Walhasil, kebijakan menaikkan BBM ini merupakan upaya sistematis untuk ‘membunuh’ rakyat. Dengan kebijakan ini, akan semakin banyak rakyat yang meregang nyawa karena kemiskinan; akan semakin banyak anak-anak yang sakit karena orangtuanya tidak mampu memberikan gizi yang baik; akan semakin banyak pula orang miskin yang sulit ke rumah sakit karena biaya rumah sakit yang semakin tidak terjangkau oleh mereka.

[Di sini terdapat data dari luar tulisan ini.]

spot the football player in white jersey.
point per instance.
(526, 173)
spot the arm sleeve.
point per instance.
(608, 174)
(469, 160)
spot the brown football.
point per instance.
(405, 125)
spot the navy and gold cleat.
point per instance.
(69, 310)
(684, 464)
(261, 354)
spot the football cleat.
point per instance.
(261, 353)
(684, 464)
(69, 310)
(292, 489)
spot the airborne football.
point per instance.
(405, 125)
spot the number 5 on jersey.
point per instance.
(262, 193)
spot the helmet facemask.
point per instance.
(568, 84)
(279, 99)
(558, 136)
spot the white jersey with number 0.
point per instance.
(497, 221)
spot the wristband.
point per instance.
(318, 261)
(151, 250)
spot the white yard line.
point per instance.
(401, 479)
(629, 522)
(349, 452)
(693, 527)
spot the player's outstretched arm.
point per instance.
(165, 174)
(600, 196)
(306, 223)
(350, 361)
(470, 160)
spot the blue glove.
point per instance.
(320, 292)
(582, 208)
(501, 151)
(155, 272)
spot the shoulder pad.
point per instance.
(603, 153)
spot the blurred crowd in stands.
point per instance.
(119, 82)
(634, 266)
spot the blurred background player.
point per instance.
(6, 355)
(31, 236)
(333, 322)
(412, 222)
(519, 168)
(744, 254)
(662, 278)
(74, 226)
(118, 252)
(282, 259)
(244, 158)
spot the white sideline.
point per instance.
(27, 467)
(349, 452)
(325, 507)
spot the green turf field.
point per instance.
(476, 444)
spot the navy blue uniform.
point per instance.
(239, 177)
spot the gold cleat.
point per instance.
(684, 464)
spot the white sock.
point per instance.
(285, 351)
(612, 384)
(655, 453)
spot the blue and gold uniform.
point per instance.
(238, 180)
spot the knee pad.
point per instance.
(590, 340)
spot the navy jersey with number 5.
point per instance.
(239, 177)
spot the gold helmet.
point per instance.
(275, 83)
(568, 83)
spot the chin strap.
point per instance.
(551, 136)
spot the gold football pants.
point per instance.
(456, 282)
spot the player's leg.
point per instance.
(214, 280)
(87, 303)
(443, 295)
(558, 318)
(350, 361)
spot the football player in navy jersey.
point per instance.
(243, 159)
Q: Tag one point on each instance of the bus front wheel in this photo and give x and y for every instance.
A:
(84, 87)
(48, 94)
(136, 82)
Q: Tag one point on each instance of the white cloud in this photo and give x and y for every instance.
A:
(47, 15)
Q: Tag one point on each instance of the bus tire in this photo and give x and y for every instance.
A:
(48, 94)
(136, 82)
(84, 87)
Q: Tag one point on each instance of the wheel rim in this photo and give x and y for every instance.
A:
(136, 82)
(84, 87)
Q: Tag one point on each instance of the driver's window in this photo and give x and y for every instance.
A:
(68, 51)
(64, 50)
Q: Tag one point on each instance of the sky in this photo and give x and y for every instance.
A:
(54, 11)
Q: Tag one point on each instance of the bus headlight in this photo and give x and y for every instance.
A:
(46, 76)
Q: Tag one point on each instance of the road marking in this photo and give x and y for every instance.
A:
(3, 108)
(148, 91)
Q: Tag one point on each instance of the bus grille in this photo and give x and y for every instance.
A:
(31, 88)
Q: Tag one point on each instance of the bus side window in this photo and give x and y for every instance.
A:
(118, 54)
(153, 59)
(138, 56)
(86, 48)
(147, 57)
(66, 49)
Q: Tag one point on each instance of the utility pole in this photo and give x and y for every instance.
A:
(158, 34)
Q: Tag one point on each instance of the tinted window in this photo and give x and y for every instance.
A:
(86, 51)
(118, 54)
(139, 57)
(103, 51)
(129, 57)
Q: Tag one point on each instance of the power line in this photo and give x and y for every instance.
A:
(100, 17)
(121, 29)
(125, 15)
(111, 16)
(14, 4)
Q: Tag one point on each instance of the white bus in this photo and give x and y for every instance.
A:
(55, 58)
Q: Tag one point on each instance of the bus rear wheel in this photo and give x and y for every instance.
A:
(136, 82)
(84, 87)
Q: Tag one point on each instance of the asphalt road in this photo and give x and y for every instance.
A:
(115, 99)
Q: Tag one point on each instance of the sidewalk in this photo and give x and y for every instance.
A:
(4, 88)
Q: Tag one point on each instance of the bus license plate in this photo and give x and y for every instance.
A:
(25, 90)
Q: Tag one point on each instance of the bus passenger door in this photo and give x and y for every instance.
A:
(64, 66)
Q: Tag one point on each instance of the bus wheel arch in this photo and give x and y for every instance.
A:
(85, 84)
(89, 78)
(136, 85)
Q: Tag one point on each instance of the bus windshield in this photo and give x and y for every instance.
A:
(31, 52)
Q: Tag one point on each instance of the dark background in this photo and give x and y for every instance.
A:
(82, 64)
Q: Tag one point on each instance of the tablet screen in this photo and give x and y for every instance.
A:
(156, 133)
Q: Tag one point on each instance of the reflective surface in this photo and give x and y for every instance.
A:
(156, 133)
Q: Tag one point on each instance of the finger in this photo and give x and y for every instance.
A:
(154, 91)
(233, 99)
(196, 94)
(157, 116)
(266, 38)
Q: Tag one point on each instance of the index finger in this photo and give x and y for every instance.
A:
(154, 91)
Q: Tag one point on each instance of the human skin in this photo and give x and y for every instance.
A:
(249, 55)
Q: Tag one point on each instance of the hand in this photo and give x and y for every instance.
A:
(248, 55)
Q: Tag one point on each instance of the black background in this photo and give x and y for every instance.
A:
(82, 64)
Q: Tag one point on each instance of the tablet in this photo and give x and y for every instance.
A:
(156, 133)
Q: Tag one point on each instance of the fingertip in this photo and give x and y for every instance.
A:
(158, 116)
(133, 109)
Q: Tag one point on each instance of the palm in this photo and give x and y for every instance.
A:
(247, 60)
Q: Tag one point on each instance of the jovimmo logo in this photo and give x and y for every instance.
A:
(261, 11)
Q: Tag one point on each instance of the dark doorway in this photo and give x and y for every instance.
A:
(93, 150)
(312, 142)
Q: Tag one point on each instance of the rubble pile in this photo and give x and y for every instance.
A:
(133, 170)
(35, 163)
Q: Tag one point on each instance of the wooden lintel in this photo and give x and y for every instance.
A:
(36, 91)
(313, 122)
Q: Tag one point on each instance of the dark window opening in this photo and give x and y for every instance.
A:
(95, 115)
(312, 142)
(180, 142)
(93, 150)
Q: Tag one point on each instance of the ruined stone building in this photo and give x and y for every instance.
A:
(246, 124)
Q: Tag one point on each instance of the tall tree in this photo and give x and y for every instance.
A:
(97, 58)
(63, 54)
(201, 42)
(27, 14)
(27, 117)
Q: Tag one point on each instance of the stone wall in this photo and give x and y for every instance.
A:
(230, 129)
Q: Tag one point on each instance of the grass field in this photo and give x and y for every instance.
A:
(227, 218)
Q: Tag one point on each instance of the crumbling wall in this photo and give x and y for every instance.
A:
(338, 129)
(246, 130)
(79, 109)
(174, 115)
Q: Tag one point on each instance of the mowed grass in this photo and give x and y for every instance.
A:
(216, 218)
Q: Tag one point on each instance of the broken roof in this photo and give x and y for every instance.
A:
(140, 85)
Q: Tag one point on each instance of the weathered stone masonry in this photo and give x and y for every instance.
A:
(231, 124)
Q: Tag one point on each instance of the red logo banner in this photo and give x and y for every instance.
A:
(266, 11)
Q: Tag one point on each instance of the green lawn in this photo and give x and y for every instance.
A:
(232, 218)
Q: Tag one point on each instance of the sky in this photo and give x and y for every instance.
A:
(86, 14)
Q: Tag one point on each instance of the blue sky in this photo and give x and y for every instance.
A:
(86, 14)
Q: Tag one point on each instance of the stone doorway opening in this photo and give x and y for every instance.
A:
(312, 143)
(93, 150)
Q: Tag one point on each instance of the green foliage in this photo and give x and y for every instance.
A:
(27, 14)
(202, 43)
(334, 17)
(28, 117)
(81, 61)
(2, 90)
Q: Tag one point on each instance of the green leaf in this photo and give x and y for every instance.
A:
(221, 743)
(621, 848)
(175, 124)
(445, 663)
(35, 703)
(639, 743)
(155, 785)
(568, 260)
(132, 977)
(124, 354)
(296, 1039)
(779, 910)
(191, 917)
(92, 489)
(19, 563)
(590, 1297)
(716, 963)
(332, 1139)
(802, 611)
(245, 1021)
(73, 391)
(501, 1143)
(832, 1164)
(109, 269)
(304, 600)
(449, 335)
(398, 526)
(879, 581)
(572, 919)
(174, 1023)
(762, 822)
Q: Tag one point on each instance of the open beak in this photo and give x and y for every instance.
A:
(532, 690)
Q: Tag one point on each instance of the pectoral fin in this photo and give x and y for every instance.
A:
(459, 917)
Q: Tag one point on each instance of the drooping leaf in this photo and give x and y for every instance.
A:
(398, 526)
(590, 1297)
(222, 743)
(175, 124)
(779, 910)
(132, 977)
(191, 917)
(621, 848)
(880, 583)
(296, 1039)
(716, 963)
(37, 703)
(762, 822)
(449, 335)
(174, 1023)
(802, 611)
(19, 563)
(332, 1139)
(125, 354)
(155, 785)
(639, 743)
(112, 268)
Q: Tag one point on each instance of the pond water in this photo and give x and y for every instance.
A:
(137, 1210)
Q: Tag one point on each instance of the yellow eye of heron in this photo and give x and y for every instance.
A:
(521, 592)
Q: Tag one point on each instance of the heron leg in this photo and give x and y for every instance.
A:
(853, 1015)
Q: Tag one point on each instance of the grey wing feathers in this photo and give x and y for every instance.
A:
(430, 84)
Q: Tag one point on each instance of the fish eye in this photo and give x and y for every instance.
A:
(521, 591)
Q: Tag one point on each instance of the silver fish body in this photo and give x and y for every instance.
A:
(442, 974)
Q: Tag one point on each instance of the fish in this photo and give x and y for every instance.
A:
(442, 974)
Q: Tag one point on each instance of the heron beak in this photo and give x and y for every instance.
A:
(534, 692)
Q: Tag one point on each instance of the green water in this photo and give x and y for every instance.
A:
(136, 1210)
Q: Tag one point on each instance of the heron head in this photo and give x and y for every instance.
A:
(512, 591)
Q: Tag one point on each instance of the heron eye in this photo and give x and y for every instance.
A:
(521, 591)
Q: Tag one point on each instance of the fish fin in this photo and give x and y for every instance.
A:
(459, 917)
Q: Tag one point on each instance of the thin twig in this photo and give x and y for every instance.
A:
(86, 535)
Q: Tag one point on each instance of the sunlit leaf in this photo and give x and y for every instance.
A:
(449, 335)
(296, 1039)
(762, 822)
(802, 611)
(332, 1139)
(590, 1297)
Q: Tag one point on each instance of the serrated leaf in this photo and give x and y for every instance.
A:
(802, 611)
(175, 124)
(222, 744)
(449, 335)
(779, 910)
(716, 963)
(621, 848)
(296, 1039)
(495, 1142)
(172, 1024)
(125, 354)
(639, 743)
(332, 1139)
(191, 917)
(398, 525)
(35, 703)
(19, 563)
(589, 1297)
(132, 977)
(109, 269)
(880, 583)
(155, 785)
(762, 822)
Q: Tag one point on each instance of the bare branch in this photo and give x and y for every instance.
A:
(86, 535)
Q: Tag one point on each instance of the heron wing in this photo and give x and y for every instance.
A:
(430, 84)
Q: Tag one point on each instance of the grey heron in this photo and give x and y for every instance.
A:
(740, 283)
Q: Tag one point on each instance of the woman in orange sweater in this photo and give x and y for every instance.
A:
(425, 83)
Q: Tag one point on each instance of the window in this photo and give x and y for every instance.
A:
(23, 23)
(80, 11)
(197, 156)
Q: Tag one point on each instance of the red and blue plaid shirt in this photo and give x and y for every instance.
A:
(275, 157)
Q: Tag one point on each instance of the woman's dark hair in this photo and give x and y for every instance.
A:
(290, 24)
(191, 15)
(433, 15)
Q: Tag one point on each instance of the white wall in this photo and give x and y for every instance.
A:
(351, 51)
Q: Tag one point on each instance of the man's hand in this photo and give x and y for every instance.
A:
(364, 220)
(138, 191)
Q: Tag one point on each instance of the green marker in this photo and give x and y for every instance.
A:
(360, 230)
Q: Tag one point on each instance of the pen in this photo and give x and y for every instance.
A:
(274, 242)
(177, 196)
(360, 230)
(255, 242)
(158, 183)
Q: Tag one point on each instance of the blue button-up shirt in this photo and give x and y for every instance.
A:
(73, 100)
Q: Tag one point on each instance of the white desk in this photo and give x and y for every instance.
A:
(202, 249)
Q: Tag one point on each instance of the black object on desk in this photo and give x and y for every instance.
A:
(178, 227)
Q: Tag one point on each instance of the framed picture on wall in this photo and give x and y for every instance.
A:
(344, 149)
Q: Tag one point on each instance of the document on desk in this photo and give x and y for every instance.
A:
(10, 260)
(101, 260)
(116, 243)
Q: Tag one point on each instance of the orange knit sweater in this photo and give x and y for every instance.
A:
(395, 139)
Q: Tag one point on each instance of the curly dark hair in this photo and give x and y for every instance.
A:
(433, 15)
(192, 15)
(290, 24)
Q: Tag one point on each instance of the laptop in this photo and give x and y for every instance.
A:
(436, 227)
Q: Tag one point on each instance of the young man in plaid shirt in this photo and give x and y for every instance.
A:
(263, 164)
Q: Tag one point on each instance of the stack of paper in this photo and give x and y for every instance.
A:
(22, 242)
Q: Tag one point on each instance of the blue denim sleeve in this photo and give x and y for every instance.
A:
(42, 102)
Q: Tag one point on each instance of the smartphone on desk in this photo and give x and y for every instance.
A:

Yang jelas, warga miskin akan selalu berkutat dalam benang-kusut kemiskinannya, karena akses untuk ‘memperbaiki diri’ telah tertutup rapat-rapat akibat kenaikan harga-harga. Terjadilah kemiskinan absolut dan turun-temurun. Ini bukan masalah main-main. Ini adalah tindakan pembunuhan terhadap rakyat yang termasuk dosa besar. (Lihat: QS an-Nisa’ [4]: 93).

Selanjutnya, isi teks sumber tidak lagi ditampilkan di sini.